Gabriel Bittencourt, advogado, é especialista em ações de indenização, professor de Direito Civil e palestrante

Em mais de 25 anos de história formal – iniciada com a Constituição Federal de 1988 – a reparação do dano moral ainda não encontra repouso em águas tranquilas. Além de novos percalços, como o da suposta “indústria do dano moral” – que, frise-se, inexiste – a valoração desse tipo de dano nada avançou.

A dificuldade de arbitrar uma indenização em dinheiro para lesões a esse tipo de dano imaterial tem sido a razão para a sua quantificação em valores ínfimos. Em recente pesquisa feita a partir da análise de decisões de 2012 do Tribunal de Justiça do Paraná verifiquei que o valor médio arbitrado para as indenizações por danos morais decorrente de morte em acidente é de R$ 47.984,03. É difícil acreditar que a dor causada aos familiares da vítima falecida possa ser indenizada com tão pouco, principalmente em casos em que o responsável pela morte é alguém com boas condições financeiras, como no caso de uma grande empresa.

Apesar de encontrarmos não apenas um, mas diversos critérios que são utilizados pelas partes e pelos magistrados quando da discussão do valor da indenização por danos morais – como a condição econômica dos envolvidos, os princípios da proporcionalidade e da razoabilidade, a função punitivo-pedagógica da indenização, a proibição ao enriquecimento sem causa etc. – nota-se que, em verdade, a mensuração da indenização por danos morais deriva de um processo absolutamente subjetivo, marcado pelas convicções pessoais das partes e dos magistrados, e, infelizmente, por preceitos.

Minha experiência profissional – a qual deriva preponderantemente da atuação como advogado em ações de indenização, do estudo apaixonado do tema e, principalmente, da discussão do assunto com colegas – tem mostrado que individualizar cada situação e fazer uso de analogias e comparações são boas ferramentas para trabalhar a questão do valor da indenização por danos morais.

Como exemplo disso, lembro-me de sustentação oral que fiz no Tribunal de Justiça do Paraná, na qual eu defendia a viúva de um caminhoneiro morto num acidente rodoviário, em razão da conduta totalmente negligente de outro caminhoneiro, que transportava produtos para uma grande fabricante de alimentos mundial.

Em primeiro grau, a indenização foi arbitrada em R$ 50 mil em favor da viúva.

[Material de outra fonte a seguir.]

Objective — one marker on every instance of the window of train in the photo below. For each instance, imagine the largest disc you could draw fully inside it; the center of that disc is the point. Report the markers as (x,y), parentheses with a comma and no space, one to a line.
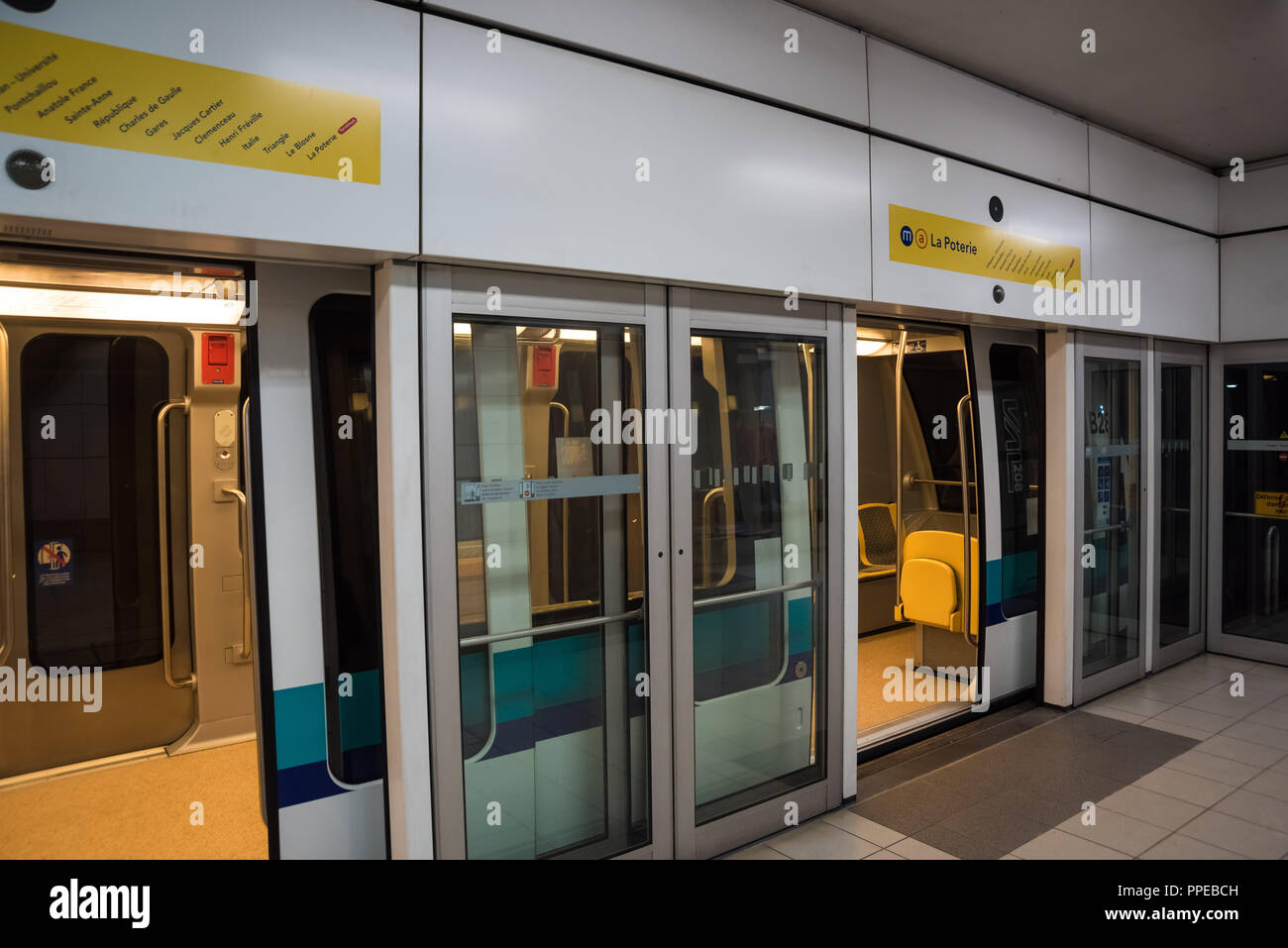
(344,437)
(89,471)
(550,587)
(1017,391)
(759,561)
(1254,510)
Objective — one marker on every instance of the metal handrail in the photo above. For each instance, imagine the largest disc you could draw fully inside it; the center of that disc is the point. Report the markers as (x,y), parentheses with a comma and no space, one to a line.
(965,484)
(898,473)
(163,536)
(750,594)
(537,631)
(241,552)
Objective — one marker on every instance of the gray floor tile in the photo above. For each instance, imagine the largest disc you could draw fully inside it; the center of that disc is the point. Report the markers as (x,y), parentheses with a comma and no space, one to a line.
(819,840)
(1150,806)
(1243,751)
(758,852)
(1055,844)
(1117,831)
(956,844)
(1256,807)
(1183,786)
(1236,835)
(1267,715)
(1270,784)
(863,828)
(1214,768)
(1184,848)
(1258,734)
(914,849)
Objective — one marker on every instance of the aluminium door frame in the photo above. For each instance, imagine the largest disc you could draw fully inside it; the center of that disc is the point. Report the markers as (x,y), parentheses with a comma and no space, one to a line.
(1218,640)
(715,311)
(1175,355)
(445,292)
(1124,348)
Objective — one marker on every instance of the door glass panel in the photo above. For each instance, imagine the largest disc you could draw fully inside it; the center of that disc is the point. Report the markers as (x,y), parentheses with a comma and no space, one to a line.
(1253,600)
(759,561)
(344,436)
(914,662)
(1180,481)
(1112,479)
(89,407)
(1018,417)
(550,587)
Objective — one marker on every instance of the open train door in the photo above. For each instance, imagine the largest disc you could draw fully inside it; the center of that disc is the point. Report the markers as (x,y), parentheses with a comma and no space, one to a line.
(314,510)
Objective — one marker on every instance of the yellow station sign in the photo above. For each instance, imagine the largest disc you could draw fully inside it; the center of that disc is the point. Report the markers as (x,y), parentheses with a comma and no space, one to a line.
(947,244)
(89,93)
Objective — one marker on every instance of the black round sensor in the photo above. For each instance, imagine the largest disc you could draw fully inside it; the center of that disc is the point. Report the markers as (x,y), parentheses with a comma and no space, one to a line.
(24,168)
(31,5)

Com base na pesquisa já mencionada, esse valor estava de acordo com a média encontrada em casos semelhantes na corte paranaense, mas o recurso foi feito para tentar aumentar essa indenização.

O protocolo determina que o voto do desembargador relator – aquele que estuda o caso e o apresenta aos outros dois que também julgarão – seja dado após a sustentação, mas neste caso o relator se manifestou antes, informando que mantinha a indenização em R$ 50 mil.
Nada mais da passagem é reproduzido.